Scientists discovered three new species of early mammals, and the analysis suggests that the creatures evolved pretty fast after the extinction of the dinosaurs. The fossils were found in the Great Divide Basin of Wyoming.
The early Puercan North American Land Mammal Age began
The early Puercan North American Land Mammal Age means when prehistoric mammals lived in North America only a few hundred thousand years after the dinosaurs went extinct. More precisely, we’re talking about the first 328,000 years after the dinosaurs disappeared completely.
The mammals in question were condylarths, meaning that they were related to nowadays mammals such as cows, elephants, horses, and hippos.
Madelaine Atteberry is the lead author of the new study and also a geologist and undergraduate program assistant at the University of Colorado Boulder Geological Sciences Department.
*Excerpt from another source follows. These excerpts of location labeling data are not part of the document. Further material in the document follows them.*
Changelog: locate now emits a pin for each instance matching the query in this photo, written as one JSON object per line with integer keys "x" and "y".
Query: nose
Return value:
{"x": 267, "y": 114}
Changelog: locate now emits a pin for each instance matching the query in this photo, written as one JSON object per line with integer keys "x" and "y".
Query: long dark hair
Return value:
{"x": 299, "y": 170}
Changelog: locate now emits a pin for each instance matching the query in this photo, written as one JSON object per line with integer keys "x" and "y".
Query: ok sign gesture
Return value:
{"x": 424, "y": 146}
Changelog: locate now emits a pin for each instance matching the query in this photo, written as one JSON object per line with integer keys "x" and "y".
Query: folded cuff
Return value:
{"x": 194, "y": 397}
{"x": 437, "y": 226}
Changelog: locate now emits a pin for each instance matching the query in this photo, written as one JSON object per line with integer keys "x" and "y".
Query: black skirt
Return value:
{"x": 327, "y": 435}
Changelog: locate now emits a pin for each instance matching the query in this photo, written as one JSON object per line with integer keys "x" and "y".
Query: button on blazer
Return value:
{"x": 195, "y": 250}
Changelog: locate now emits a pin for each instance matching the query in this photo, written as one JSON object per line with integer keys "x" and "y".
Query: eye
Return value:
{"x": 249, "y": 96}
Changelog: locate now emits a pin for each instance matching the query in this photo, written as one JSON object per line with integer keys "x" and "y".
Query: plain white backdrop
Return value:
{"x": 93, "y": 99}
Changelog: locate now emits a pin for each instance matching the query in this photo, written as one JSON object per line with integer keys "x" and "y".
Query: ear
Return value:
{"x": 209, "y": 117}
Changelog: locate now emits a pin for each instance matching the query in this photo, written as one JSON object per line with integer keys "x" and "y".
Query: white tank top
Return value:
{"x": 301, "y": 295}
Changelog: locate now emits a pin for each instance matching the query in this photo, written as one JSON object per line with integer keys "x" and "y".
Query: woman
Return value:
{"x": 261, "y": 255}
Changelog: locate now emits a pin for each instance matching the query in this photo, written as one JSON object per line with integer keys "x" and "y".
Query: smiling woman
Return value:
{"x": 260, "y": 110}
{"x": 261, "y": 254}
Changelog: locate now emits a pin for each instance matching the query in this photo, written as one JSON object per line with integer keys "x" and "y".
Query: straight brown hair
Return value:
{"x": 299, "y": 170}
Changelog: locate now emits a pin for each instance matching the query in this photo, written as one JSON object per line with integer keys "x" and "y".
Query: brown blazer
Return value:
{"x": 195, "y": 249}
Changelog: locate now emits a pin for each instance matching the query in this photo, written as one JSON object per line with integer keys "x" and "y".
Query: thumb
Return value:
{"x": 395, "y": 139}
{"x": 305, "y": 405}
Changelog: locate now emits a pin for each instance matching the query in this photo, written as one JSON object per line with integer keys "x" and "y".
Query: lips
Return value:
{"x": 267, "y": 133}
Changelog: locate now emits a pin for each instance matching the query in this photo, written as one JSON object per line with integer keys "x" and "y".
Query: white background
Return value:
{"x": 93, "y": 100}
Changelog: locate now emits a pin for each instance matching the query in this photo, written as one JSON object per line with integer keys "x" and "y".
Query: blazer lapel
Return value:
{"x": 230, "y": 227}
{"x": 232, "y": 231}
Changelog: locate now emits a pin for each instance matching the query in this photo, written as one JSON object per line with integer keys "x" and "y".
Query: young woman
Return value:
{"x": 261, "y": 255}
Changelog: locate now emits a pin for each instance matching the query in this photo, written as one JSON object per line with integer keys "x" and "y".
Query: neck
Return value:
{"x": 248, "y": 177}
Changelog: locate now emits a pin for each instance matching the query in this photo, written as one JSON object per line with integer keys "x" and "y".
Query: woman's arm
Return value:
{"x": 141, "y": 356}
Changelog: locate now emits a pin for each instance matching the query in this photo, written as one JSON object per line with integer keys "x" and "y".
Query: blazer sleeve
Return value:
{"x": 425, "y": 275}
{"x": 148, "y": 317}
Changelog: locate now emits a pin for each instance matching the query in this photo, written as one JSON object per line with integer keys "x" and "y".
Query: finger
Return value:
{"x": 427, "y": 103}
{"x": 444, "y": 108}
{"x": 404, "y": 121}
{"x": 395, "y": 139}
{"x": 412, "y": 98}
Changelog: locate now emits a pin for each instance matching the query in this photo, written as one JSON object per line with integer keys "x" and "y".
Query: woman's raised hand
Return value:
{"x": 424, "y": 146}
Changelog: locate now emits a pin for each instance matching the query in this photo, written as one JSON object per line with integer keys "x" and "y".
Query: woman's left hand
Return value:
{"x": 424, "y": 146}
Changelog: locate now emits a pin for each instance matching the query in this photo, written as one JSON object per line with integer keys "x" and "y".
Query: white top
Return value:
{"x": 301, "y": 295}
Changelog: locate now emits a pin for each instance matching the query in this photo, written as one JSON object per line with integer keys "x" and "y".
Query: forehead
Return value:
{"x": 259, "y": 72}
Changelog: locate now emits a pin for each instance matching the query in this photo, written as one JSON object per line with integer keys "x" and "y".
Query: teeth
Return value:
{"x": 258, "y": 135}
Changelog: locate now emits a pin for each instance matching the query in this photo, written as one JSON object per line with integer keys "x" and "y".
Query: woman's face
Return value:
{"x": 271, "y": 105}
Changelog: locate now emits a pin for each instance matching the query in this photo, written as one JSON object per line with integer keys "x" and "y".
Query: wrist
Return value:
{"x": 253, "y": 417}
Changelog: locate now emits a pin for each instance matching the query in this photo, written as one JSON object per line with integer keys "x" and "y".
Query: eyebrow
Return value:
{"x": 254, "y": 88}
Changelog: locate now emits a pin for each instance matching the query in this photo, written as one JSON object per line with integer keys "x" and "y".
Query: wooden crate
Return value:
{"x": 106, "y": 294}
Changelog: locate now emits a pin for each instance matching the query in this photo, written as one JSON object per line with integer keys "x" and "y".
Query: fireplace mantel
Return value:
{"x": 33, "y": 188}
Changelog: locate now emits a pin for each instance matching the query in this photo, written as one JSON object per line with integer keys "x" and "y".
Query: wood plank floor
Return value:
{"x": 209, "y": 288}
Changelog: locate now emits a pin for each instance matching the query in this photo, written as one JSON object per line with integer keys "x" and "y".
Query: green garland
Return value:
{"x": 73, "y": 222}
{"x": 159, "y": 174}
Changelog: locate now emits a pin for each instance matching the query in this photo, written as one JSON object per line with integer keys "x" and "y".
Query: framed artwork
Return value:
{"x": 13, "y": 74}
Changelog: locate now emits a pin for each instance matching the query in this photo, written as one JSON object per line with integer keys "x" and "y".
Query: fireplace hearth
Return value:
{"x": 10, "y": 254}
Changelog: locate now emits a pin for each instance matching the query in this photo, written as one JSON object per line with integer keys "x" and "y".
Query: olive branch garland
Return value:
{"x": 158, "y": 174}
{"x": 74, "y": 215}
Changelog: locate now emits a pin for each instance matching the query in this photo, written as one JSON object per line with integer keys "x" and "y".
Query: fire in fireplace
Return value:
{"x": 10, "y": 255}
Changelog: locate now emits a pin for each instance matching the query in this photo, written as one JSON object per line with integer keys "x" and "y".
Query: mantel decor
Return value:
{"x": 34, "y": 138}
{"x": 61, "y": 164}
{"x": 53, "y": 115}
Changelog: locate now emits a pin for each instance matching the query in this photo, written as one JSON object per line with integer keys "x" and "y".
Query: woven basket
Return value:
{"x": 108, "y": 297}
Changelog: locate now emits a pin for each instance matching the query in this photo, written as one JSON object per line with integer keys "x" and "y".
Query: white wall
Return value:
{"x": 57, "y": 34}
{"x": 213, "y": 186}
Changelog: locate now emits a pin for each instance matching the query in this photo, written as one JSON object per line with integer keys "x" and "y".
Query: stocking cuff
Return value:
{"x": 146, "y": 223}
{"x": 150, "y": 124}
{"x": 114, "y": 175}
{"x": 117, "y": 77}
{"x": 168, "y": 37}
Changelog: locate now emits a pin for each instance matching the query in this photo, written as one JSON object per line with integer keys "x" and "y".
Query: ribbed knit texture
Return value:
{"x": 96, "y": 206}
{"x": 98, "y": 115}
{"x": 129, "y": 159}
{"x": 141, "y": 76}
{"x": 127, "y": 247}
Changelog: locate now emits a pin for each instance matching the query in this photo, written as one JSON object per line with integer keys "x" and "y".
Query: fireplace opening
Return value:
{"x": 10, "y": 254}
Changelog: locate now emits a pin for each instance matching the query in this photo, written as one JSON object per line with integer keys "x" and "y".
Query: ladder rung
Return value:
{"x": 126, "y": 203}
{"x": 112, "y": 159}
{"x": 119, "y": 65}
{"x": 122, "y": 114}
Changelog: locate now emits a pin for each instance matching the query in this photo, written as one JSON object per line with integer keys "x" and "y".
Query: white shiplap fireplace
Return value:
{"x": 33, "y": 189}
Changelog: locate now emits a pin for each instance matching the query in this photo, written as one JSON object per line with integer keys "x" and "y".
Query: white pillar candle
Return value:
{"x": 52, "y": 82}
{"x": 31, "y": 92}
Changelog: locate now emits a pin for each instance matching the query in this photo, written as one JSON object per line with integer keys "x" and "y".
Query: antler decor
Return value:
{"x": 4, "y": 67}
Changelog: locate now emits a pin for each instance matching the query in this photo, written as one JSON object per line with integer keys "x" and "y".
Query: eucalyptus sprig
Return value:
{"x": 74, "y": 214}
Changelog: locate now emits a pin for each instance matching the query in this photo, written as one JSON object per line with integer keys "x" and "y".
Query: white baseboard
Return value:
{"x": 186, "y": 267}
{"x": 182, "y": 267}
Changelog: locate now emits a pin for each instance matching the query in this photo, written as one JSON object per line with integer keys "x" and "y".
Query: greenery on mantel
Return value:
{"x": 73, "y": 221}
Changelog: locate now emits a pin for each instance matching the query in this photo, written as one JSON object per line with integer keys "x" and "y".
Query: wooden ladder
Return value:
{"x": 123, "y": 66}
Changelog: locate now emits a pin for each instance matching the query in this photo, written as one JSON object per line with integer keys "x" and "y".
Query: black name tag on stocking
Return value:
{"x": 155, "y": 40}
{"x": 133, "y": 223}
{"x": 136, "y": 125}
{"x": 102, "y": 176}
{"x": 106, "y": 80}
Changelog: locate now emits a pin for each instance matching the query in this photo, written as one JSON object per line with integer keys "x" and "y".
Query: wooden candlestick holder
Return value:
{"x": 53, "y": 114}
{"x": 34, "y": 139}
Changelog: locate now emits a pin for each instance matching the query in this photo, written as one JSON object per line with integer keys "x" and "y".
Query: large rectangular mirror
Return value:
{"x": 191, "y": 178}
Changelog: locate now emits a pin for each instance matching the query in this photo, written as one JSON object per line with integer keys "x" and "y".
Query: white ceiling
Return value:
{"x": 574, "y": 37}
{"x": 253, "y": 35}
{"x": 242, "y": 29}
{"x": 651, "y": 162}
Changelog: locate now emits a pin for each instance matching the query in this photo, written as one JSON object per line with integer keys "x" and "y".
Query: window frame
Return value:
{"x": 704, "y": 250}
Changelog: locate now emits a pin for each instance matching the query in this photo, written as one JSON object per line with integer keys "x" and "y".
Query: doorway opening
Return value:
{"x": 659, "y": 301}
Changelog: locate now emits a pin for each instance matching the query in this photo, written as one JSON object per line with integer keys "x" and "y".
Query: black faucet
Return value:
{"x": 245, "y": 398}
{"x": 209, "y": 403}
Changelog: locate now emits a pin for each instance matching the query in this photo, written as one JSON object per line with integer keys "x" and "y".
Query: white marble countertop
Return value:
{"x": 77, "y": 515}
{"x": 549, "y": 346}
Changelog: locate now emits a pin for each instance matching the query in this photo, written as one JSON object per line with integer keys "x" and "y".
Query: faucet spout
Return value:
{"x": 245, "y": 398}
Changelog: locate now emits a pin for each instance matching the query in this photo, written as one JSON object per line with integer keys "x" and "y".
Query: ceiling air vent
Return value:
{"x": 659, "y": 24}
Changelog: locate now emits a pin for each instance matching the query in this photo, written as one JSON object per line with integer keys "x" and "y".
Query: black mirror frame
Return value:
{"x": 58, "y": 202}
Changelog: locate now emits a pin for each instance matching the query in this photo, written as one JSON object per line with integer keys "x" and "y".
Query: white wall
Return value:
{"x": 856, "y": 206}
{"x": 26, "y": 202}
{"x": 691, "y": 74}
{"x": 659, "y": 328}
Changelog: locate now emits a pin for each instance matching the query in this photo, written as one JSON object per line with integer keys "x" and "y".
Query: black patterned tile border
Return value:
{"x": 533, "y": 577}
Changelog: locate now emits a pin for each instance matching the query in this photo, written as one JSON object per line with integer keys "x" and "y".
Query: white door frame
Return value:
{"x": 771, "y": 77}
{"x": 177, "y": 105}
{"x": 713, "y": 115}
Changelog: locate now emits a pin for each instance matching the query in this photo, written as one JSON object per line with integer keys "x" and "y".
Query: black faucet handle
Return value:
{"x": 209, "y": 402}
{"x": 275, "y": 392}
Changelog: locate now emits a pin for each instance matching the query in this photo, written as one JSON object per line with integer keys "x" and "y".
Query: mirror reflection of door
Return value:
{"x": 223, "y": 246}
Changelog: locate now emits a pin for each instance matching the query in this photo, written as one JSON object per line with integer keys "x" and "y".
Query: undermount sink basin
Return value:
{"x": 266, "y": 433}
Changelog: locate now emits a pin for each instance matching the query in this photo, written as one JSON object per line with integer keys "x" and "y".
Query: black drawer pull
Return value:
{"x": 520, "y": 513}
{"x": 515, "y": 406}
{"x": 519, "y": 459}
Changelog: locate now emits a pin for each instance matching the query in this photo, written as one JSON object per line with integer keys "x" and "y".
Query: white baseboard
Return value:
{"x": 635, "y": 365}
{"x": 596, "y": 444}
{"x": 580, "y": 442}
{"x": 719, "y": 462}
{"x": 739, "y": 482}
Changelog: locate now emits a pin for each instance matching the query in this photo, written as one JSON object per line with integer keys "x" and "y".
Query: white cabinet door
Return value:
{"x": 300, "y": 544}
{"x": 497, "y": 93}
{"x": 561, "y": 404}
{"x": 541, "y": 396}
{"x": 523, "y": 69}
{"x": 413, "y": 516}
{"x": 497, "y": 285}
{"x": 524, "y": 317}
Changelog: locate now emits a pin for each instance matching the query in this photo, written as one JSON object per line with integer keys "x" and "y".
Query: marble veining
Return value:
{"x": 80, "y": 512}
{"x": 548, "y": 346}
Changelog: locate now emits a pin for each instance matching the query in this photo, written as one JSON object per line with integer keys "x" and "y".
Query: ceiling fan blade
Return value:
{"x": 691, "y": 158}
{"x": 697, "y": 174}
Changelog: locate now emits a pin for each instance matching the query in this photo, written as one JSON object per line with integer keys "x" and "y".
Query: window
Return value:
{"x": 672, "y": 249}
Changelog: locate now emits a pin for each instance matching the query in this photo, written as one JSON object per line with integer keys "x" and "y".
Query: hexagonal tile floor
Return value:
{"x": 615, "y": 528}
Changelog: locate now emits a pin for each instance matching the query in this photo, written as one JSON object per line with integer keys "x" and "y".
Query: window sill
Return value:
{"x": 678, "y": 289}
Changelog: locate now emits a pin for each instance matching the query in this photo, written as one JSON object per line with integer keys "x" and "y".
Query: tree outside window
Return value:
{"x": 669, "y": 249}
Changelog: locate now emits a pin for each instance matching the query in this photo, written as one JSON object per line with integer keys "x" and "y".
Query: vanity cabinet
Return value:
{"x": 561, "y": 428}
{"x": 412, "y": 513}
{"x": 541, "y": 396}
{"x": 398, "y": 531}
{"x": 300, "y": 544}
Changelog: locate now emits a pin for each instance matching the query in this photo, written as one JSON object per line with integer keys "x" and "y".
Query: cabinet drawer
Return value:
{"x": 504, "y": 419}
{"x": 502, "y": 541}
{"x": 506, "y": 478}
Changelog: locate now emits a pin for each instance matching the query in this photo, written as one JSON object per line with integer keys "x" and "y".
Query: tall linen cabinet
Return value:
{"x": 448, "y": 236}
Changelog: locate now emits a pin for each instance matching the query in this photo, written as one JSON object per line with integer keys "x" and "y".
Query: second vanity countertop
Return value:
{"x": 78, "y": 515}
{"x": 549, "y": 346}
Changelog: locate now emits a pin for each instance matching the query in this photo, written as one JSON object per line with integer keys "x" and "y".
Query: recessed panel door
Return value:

Atteberry explained, as quoted by CNN:
When the dinosaurs went extinct, access to different foods and environments enabled mammals to flourish and diversify rapidly in their tooth anatomy and evolve larger body size,
They clearly took advantage of this opportunity, as we can see from the radiation of new mammal species that took place in a relatively short amount of time following the mass extinction.
The Chicxulub crater has a diameter that measures 159 km. The explosion alone wasn’t the only aspect that made the dinosaurs go extinct. The sunlight was also blocked for hundreds of years.
The new study was published in the Journal of Systematic Palaeontology.